Reviews

The World’s Wife

Michael Coveney

Michael Coveney

| London's West End | Off-West End |

14 January 2010

Linda Marlowe’s solo performances have been one of the great enterprises in our theatre of the past ten years, and her latest, The World’s Wife, based on a cycle of poems by the new laureate Carol Ann Duffy, is a brilliant summary of their virtues.

In giving the comic lie to the manly heroes they served and screwed, Marlowe’s women are sly, wicked, clever, beautiful, ecstatic and scheming.

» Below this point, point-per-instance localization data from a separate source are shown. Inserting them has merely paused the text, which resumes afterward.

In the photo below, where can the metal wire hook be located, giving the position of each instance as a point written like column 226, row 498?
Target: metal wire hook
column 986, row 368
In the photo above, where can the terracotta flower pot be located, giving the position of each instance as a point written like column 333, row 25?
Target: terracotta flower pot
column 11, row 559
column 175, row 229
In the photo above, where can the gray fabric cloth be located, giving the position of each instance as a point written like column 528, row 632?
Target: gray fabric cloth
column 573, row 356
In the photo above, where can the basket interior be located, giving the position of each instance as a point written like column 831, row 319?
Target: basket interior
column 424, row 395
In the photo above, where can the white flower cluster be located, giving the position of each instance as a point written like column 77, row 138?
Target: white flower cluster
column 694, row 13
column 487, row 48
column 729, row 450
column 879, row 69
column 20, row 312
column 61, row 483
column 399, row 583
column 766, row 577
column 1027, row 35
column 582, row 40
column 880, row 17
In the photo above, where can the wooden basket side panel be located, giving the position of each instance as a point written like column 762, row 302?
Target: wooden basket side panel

And they are presented in a fluent, graceful gallery of physical portraits using just a chair, a couple of scarves and much vocal variety.

It hadn’t occurred to me before how Mrs Freud’s hilarious litany of synonyms for the male member echoes a sketch of Barry Humphries, and Marlowe’s latent Australian inflections are put to good use elsewhere, too.

Her rolling, roaring Mrs Quasimodo is a delightful send-up of her longtime colleague Steven Berkoff, while sexual and simian status is artfully upturned when Mrs Kong holds her little ape man tamely in the palm of her hand.

And the strutting Kray sisters re-launch a suffragist view of underworld thuggery as startlingly as the voices of Salome, Delilah, Eurydice and Penelope are re-cast to release them from their shades and question their own imprisoning myths.

Marlowe’s performance was so astonishing in Edinburgh last summer that it slightly obscured the fact that the poems don’t have an organic forward momentum; she supplied it. She still does, but her director Di Sherlock has wisely toned down the aggressive side of the performance to suit the smaller Trafalgar studio, with a small sacrifice in theatricality.

This remains, though, one of the great virtuosic displays on the London stage, and Marlowe manages to combine the core of Duffy’s blazing femininity with a beguiling, siren-style elegance and physicality.

She begins by entering the dark wood of Little Red Cap’s nightmare and ends by welcoming home Demeter’s daughter Persephone, bare-footed and smiling, in the sunshine, simultaneously moral and moving.